Hypotensive shock treatment always follows the following four steps. Outcomes, in terms of mortality, are directly linked to the speed at which hypotension is corrected. Still-debated methods are in parentheses, as are benchmarks for evaluating progress in correcting hypotension. A study on septic shock provided the delineation of these general principles. However, since it focuses on hypotension due to infection, it does not apply to all forms of severe hypotension.

1. Volume resuscitation (usually with crystalloid or blood products)
2. Blood pressure support with a vasopressor (all seem equivalent concerning risk of death, with norepinephrine possibly better than dopamine). Trying to achieve a mean arterial pressure (MAP) of greater than 70 mmHg does not appear to result in better outcomes than trying to achieve a MAP of greater than 65 mmHg in adults.
3. Ensure adequate tissue perfusion (maintain SvO2 >70 with use of blood or dobutamine)
4. Address the underlying problem (e.g., antibiotic for infection, stent or coronary artery bypass graft surgery for infarction, corticosteroids for adrenal insufficiency)

The best way to determine if a person will benefit from fluids is by doing a passive leg raise followed by measuring the output from the heart.

=== Medication ===

Chronic hypotension sometimes requires the use of medications.
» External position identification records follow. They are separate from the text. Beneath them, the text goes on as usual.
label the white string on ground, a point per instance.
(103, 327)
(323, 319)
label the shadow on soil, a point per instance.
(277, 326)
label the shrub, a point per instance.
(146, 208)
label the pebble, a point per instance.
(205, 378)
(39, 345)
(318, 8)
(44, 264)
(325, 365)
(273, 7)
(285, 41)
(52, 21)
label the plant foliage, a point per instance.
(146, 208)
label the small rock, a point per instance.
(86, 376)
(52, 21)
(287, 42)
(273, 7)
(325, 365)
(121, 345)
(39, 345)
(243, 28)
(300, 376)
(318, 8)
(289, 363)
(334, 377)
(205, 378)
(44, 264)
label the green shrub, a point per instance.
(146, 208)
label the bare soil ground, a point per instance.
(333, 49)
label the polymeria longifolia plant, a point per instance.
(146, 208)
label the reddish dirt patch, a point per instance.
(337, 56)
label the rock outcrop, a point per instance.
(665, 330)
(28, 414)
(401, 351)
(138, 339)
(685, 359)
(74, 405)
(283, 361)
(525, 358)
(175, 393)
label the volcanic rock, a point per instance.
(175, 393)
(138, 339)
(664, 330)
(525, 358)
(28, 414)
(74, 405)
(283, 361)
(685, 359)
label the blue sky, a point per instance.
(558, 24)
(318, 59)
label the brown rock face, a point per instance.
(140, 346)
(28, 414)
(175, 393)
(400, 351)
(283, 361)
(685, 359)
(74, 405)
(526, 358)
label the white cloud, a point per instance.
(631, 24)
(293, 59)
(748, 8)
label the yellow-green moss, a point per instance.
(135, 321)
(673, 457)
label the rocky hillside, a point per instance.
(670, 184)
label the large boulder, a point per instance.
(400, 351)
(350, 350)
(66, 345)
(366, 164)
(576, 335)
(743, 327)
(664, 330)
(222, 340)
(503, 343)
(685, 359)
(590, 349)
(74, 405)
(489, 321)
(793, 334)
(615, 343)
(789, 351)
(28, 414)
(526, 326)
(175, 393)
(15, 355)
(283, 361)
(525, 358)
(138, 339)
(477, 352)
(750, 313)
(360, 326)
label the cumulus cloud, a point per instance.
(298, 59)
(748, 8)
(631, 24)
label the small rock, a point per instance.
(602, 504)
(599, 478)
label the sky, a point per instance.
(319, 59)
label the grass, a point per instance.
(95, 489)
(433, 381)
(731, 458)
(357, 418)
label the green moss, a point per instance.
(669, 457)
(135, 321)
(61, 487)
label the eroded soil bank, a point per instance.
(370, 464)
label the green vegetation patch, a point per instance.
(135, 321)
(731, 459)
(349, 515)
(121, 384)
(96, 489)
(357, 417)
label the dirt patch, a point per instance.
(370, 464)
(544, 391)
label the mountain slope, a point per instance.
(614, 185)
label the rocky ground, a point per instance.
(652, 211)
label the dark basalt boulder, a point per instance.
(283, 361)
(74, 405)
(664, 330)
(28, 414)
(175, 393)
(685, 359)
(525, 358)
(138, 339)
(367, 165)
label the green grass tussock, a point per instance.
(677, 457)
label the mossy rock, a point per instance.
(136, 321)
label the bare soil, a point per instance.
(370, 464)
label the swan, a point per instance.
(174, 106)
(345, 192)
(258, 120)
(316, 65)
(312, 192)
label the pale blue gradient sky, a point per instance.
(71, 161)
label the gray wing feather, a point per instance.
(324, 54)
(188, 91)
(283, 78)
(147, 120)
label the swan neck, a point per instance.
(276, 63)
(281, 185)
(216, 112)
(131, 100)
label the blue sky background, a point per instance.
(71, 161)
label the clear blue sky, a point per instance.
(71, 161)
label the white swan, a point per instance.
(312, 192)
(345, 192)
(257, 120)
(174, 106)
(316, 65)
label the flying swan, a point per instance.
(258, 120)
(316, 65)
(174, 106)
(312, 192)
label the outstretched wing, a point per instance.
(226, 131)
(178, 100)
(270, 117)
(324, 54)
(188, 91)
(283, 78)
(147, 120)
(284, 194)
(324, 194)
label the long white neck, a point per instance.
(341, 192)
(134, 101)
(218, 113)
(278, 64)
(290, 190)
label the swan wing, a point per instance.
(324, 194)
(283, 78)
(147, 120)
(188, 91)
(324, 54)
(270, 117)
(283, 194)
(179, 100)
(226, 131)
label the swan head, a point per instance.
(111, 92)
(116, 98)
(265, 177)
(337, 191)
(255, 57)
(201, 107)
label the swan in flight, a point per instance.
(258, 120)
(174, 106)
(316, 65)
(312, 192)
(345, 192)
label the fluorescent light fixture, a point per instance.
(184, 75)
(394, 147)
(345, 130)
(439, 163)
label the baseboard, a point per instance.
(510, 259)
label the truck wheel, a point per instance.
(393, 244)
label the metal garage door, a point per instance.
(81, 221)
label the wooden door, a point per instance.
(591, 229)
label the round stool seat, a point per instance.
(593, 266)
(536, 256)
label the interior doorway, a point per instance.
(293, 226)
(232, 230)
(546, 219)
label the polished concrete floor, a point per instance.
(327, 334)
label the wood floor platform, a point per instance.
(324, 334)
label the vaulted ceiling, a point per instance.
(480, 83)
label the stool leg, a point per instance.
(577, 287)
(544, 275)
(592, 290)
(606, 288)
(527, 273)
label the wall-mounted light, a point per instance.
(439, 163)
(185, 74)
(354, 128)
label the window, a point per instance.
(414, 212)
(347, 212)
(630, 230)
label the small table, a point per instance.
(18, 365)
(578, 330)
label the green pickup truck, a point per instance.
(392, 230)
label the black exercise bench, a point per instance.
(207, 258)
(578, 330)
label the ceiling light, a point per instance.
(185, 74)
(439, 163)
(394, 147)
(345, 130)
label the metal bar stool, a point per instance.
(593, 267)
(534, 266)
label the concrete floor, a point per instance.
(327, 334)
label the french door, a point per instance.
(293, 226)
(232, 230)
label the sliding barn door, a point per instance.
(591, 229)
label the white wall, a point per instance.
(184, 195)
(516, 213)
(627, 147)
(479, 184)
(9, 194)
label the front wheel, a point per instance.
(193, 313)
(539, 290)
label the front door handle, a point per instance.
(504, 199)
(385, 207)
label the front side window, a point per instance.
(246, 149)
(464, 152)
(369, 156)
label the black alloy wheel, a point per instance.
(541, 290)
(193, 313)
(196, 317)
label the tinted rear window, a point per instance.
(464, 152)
Some medications that are commonly used include fludrocortisone, erythropoietin, and sympathomimetics such as midodrine and norepinephrine and its precursor (L-DOPS).
- Fludrocortisone is the first-line therapy (in the absence of heart failure) for patients with chronic hypotension or resistant orthostatic hypotension. It works by increasing the intravascular volume.
- Midodrine is a therapy used for severe orthostatic hypotension, and works by increasing peripheral vascular resistance.
- Norepinephrine and its precursor L-DOPS are used for primary autonomic dysfunction by increasing vascular tone.
- Erythropoietin is given to patients with neurogenic orthostatic hypotension, and it works through increasing vascular volume and viscosity.

== Pediatrics ==
The definition of hypotension changes in the pediatric population depending on the child's age, as seen in the table below.

Pediatric hypotension
| Age | Systolic pressure |
|---|---|
| Term neonates | <60 mmHg |
| Infants | <70 mmHg |
| Children 1–10 years | <70 + (age in years x 2) mmHg |
| Children >10 years | <90 mmHg |

The clinical history provided by the caretaker is the most important part in determining the cause of hypotension in pediatric patients. Symptoms for children with hypotension include increased sleepiness, not using the restroom as much (or at all), having difficulty breathing or breathing rapidly, or syncope. The treatment for hypotension in pediatric patients is similar to the treatment in adults by following the four first steps listed above (see Treatment). Children are more likely to undergo intubation during the treatment of hypotension because their oxygen levels drop more rapidly than adults. The closing of fetal shunts following birth can create instability in the "transitional circulation" of the fetus, and often creates a state of hypotension following birth; while many infants can overcome this hypotension through the closing of shunts, a mean blood pressure (MBP) of lower than 30 mmHg is correlated with severe cerebral injury and can be experienced by premature infants who have poor shunt closure.

==Etymology==
Hypotension, from Ancient Greek hypo-, meaning "under" or "less" + English tension, meaning "'strain" or "tightness". This refers to the under-constriction of the blood vessels and arteries which leads to low blood pressure.